In 1958, Frawley performed the song again on the Lucy-Desi Comedy Hour on the episode "Lucy Goes to Sun Valley". Frawley, as Fred Mertz, was asked by Ricky to perform "an old-fashioned ballad" for his band's appearance on a TV show. Mertz sang the song in the rehearsal scene for the musical number.

==Other performances==
- The song was also recorded by Walter Van Brunt (1915), Gene Austin (1928), Jane Froman for Decca (1934), Al Bowlly (1935), and Teddy Wilson.
- Al Bowlly recorded the song, along with "The Very Thought of You", for British Pathé in 1934 with pianist Monia Litter.
- The song can be heard often throughout the 1939 Warner Brothers gangster movie The Roaring Twenties, where a vocal rendition of the song is performed by co-star Priscilla Lane.
- Bing Crosby recorded the song for Decca Records on December 12, 1938 and it reached number 14 in the charts of the day.
- Crosby sang the song in the 1941 Oscar-nominated movie Birth of the Blues.
- Harry James recorded a version in 1941 on the Columbia label.
- In the 1942 film Johnny Eager, the song was played during the opening and closing credits, as background music throughout the film, and as dance music by the band at Tony Luce's place. It was not credited.
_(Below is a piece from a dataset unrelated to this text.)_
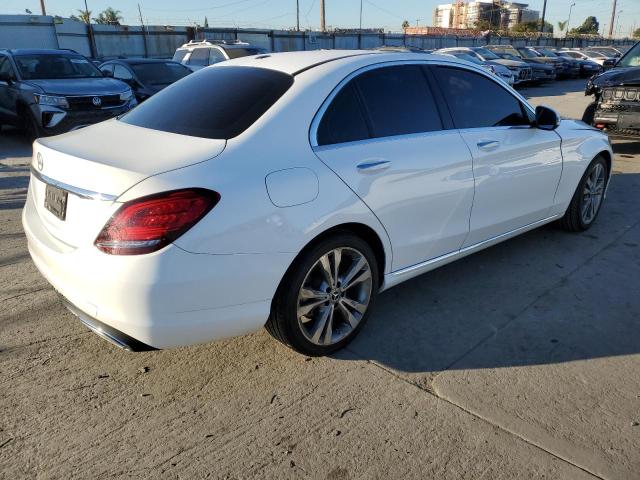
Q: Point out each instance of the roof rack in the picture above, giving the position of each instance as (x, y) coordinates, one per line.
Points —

- The song appears both incidentally and in thematic background variations in the musical score of Fritz Lang's 1945 film Scarlet Street, starring Joan Bennett and Edward G. Robinson.
- Judy Garland sang it during the "Born in a Trunk" sequence in the 1954 movie A Star Is Born after a drunken man persistently shouted, "Sing 'Melancholy Baby'!"
- Also in 1954, John Serry Sr. arranged and recorded the song for his swing jazz accordion ensemble for radio broadcasts on NBC within the RCA Thesaurus library.
- Connie Francis recorded the song in 1958 for inclusion in her first MGM studio album Who's Sorry Now.
- In 1962, a recording by The Marcels went to #58 on the US Hot 100.
- Many jazz musicians recorded "My Melancholy Baby", or used its harmonic sequence to improvise: they include Dave Brubeck with Jimmy Rushing (1958), Bill Evans (1966), Lennie Tristano, Lee Konitz, Warne Marsh (1957), Thelonious Monk (1971) and Bert Kaempfert (1973).
- Tommy Edwards' version of the song, from his album For Young Lovers, reached No. 15 in the U.S. Music Vendor charts in 1959.

==Copyright dispute==
In 1911 Maybelle Watson, the wife of Ernie Burnett, wrote the original lyrics to the song, which was copyrighted under the name "Melancholy". When Burnett sold the song, the publisher insisted songwriter George A. Norton revise the lyrics. Subsequent issues of the sheet music displayed only a dedication to "Miss Maybelle Watson of Berkeley", rather than a lyricist credit. In 1940 Maybelle Watson Bergmann, having by then divorced Burnett and remarried, successfully sued for royalties. For a number of years after that, her name appeared as co-lyricist with Norton.